Postpartum Core Support
Moves that help new moms rebuild their abdominal muscles.
After having a baby, many women decide to head back to group fitness classes, hoping to get their “bellies” back in shape. While traditional crunches may not be appropriate, this is a time to “rebuild” the core, along with doing other supportive activities. If you teach a class that is specific to the postpartum phase of a woman’s life, feel confident using the following moves as a component of a safe, well-designed workout.
The exercises are adapted from a series developed by Shirley Sahrmann, PhD, PT, FAPTA, a physical therapist who specializes in rehabilitating abdominal muscles. The moves are taught as a progression: Participants perform each move with correct technique for 20 reps with each leg before moving to the next one. In a class setting, this requirement may be a challenge; therefore, teach the first three exercises and then add the last two over several weeks.
Note: All postpartum women should have a physician’s clearance before exercising.
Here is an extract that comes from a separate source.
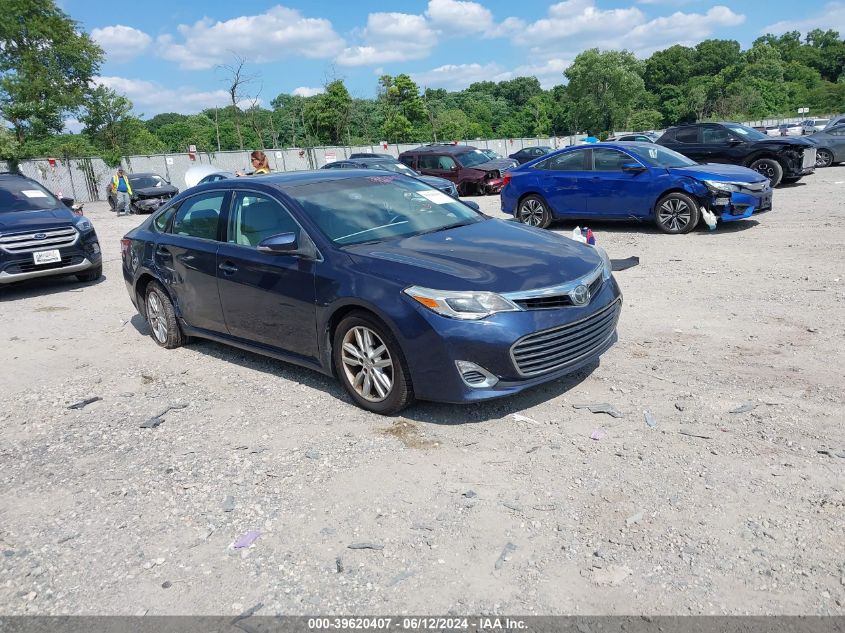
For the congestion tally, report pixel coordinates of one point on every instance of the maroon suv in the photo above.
(471, 170)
Begin all exercises by lying on back, arms extended at sides, knees bent. Slowly inhale and exhale several times. On last exhalation, pull navel in toward spine and rib cage, and hold. Do not tilt pelvis or flatten the back. Maintain proper positioning of abdomen and back throughout all exercises.
Keeping one knee bent, slowly slide other leg out until it’s parallel with floor. Bring leg back and repeat with other leg. Alternate, completing 20 reps with each leg.
Lift one knee toward chest and straighten same leg so it is about 2–3 inches off floor. Bring leg back and place foot on floor. Repeat with other leg. Alternate, completing 20 reps with each leg.
Bring knees up to 90-degree angle one at a time. Keep one leg bent and lower other leg at hip joint, tapping floor with toe. Bring leg back and repeat on other side. Alternate, completing 20 reps with each leg.
Bring knees up to 90-degree angle one at a time. Keep one leg bent and extend other leg until it’s parallel to but not touching floor. Bring leg back and repeat on other side. Alternate, completing 20 reps with each leg.
Straighten both legs over hips so they are perpendicular to floor. Slowly lower both legs toward floor, going as far as possible without releasing abdominal contraction or overarching the back. Repeat for up to 20 reps.